Oriënterend lezen De kandidaat kan:
- specifieke informatie vinden en begrijpen in eenvoudig, alledaags materiaal;
- eenvoudige advertenties met weinig afkortingen begrijpen;
- in lijsten, overzichten en formulieren specifieke informatie vinden en begrijpen;
- veelvoorkomende borden en mededelingen begrijpen.
Lezen om informatie op te doen De kandidaat kan: - specifieke informatie begrijpen in eenvoudige teksten;
- de hoofdlijn begrijpen van eenvoudige teksten in een tijdschrift, krant of op een website;
- korte, beschrijvende teksten over vertrouwde onderwerpen begrijpen;
- door meelezen eenvoudig audiovisueel materiaal begrijpen.
Instructies lezen De kandidaat kan:
- eenvoudige, korte en goed gestructureerde instructies begrijpen.
|
Examenprogramma Eindterm MVT/K/4 Leesvaardigheid | Streef- en beheersingsniveau ERK | Subvaardigheden lezen (Taalprofielen, 2015) |
- De kandidaat kan aangeven welke relevante informatie een tekst bevat, gegeven een bepaalde informatiebehoefte.
- De kandidaat kan de hoofdgedachte van een tekst(gedeelte) aangeven.
- De kandidaat kan de betekenis van belangrijke elementen van een tekst aangeven.
- De kandidaat kan gegevens uit één of meer teksten met elkaar vergelijken en daaruit conclusies trekken.
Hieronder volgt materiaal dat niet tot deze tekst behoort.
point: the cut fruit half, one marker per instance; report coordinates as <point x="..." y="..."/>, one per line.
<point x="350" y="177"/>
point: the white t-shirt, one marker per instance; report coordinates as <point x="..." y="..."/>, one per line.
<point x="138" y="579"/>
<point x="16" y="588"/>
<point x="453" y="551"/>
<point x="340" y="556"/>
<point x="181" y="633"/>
- De kandidaat kan verbanden tussen delen van een tekst aangeven.
| Streefniveau B1
Beheersingsniveau De kandidaat kan teksten begrijpen die hoofdzakelijk bestaan uit hoogfrequente, alledaagse, of aan zijn/haar werk gerelateerde taal. De kandidaat kan de beschrijving van gebeurtenissen, gevoelens en wensen in persoonlijke brieven begrijpen.
| Correspondentie lezen De kandidaat kan:
- persoonlijke brieven, e-mails en vormen van sociale media voldoende begrijpen om met iemand te kunnen corresponderen;
- een eenvoudige formele brief of e-mail voldoende begrijpen om adequaat te kunnen reageren.
Oriënterend lezen De kandidaat kan:
- relevante informatie vinden en begrijpen in brochures en korte officiële documenten op internet of in andere media.
Lezen om informatie op te doen De kandidaat kan:
- belangrijke feitelijke informatie begrijpen in korte verslagen en artikelen;
- eenvoudige jeugdliteratuur lezen;
- door meelezen alledaags audiovisueel materiaal begrijpen.
Instructies lezen De kandidaat kan:
- helder geschreven, ondubbelzinnige instructies begrijpen.